Researchers report designing and testing five fluorinated, reversible carbamate derivatives of psilocin—psilocybin’s active metabolite—aimed at reducing acute psychedelic-like effects while preserving key serotonin-receptor activity. In experiments in mice, a lead compound labeled 4e produced lower but longer-lasting brain exposure to psilocin-related activity and triggered fewer head-twitch responses than pharmaceutical-grade psilocybin, according to a study in the Journal of Medicinal Chemistry.
Psilocybin—the psychoactive compound found in so-called “magic mushrooms”—has drawn increased scientific interest as researchers explore potential treatments for conditions including depression, anxiety, substance use disorders and some neurodegenerative diseases. But psilocybin’s intense acute hallucinogenic effects are widely seen as a practical barrier to broader medical use.
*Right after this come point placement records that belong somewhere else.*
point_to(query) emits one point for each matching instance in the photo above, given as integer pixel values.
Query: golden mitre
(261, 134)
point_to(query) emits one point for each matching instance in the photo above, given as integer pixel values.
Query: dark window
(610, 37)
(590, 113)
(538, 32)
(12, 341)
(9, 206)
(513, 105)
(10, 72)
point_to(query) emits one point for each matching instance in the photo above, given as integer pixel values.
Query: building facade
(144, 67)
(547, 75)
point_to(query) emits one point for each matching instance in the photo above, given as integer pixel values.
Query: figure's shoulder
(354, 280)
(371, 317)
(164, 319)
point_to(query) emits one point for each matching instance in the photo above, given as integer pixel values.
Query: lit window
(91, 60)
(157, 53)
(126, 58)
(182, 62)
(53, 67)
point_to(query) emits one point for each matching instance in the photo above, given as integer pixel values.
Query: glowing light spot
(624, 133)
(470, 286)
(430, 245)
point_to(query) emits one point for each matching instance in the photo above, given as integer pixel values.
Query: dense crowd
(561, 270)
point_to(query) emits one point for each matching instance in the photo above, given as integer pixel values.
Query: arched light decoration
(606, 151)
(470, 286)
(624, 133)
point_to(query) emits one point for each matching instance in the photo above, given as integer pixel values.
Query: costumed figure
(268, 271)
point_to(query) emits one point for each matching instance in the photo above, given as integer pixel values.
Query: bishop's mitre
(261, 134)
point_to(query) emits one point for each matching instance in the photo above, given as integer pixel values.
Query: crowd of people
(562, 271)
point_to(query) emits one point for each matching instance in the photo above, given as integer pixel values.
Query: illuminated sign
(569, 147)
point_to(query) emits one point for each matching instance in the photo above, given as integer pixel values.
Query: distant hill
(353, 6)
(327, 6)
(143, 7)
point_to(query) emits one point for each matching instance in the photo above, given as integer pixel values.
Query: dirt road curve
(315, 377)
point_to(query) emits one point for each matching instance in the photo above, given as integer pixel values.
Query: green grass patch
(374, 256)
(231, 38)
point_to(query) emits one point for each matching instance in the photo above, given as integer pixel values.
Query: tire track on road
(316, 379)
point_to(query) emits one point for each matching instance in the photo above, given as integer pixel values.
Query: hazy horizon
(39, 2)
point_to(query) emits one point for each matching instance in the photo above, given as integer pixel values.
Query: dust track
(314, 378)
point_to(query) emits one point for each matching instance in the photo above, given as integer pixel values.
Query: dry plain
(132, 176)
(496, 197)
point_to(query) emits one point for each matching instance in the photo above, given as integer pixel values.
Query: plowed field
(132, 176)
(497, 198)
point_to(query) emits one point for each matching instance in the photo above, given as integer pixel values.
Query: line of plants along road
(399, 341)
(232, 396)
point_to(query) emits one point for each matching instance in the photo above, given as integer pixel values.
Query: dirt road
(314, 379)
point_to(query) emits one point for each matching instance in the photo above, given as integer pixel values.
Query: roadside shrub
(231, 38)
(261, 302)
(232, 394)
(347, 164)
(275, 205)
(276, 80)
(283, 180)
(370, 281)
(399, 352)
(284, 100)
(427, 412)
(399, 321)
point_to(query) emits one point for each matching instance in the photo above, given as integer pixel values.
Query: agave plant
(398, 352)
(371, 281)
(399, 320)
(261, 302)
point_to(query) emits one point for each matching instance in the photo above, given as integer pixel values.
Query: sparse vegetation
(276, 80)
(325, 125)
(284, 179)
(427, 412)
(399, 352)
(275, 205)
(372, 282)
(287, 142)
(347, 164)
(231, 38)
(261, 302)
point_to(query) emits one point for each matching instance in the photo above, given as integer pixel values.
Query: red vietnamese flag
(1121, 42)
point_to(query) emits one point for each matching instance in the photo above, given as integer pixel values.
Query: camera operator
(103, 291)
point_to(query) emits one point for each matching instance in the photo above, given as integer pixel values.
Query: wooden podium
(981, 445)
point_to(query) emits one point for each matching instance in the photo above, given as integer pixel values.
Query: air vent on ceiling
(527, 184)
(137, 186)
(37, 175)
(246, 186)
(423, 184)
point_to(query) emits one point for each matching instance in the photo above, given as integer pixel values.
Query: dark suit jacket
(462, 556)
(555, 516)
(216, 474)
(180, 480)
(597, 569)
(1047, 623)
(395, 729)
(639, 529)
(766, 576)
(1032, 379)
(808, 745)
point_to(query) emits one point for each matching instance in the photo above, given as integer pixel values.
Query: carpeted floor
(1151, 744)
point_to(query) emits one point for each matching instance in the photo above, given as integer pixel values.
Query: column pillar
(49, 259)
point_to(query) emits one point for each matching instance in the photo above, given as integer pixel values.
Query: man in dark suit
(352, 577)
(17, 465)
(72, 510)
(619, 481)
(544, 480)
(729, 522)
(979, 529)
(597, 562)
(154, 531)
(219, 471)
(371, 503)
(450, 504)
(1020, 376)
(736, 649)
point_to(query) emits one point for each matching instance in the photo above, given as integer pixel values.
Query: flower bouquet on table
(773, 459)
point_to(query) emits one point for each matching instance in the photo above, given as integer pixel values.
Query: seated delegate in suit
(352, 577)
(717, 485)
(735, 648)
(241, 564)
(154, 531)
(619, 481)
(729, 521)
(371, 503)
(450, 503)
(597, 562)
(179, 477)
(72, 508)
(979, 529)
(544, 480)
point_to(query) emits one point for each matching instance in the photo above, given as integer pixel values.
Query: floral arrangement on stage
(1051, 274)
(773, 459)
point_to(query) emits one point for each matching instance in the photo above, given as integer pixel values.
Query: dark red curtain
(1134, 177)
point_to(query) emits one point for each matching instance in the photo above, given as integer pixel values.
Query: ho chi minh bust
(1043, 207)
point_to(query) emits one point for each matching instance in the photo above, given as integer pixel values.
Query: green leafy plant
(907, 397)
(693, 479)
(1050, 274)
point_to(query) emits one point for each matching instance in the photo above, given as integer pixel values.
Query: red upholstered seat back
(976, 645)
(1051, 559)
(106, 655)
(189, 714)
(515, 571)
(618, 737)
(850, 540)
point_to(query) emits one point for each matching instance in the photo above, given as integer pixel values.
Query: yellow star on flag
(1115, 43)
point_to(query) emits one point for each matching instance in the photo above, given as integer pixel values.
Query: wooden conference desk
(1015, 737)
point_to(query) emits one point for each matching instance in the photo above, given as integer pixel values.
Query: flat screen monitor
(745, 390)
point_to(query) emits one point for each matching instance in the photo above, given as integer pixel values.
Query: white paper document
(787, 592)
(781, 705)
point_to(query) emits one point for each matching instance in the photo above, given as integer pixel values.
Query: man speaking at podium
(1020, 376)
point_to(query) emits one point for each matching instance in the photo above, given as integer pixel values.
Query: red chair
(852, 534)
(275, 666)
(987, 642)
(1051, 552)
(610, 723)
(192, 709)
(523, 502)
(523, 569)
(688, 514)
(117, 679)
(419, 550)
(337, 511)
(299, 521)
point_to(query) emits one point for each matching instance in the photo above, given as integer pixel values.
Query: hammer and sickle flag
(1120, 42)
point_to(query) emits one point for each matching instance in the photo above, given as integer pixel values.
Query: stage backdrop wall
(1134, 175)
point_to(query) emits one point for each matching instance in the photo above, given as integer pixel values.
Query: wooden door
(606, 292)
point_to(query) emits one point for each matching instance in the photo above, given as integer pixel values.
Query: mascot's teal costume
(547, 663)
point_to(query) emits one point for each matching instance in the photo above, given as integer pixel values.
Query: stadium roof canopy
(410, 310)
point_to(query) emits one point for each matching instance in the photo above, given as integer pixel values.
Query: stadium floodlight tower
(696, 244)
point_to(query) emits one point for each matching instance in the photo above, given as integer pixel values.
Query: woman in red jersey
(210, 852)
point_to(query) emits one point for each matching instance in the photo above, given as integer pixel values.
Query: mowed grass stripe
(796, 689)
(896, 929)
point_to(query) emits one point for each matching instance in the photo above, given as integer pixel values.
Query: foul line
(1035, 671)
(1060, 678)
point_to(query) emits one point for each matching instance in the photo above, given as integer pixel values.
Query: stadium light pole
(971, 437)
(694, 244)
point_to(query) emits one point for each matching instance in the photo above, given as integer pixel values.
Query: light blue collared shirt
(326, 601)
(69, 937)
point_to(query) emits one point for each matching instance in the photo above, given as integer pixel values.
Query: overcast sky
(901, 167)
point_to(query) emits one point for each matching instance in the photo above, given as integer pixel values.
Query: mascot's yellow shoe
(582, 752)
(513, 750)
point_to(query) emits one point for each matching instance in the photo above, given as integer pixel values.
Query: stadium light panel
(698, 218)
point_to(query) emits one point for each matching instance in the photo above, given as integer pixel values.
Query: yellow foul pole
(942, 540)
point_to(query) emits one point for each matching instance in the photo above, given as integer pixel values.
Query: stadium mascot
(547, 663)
In a study published by the American Chemical Society’s Journal of Medicinal Chemistry, a team led by Sara De Martin, Andrea Mattarei and Paolo L. Manfredi reported designing five fluorinated, reversible N-alkyl carbamate derivatives of psilocin, the active compound produced when psilocybin is processed in the body. The goal was to fine-tune how psilocin-related activity emerges in the body and brain, potentially reducing acute psychedelic-like effects.
In laboratory experiments using human plasma and test conditions meant to simulate gastrointestinal absorption, the researchers compared the stability and conversion profiles of the five candidates and identified a lead compound known as 4e. The team reported that 4e combined favorable stability with controlled, partial conversion and also showed serotonergic activity at the 5‑HT2A and 5‑HT2C receptors—targets commonly implicated in psychedelic pharmacology.
The researchers then compared orally administered 4e with pharmaceutical-grade psilocybin in mice, tracking psilocin-related exposure in blood and brain over a 48-hour period. They reported that 4e showed oral bioavailability and crossed the blood–brain barrier efficiently, producing a lower but more sustained brain exposure profile than psilocybin.
Behavioral testing in mice found that animals given 4e displayed significantly fewer head twitches—a widely used rodent proxy for psychedelic-like activity—than animals treated with psilocybin, even as 4e interacted with serotonin receptors. The researchers suggested the reduced head-twitch response was linked to differences in the timing and magnitude of psilocin-related exposure.
“Our findings are consistent with a growing scientific perspective suggesting that psychedelic effects and serotonergic activity may be dissociated,” Mattarei said in a statement accompanying the report. “This opens the possibility of designing new therapeutics that retain beneficial biological activity while reducing hallucinogenic responses, potentially enabling safer and more practical treatment strategies.”
The authors reported funding from MGGM Therapeutics, LLC, in collaboration with NeuroArbor Therapeutics Inc., and said several authors are inventors on patents related to psilocin. The work is preclinical, and the researchers said more studies are needed to clarify mechanisms and evaluate safety and therapeutic potential in people.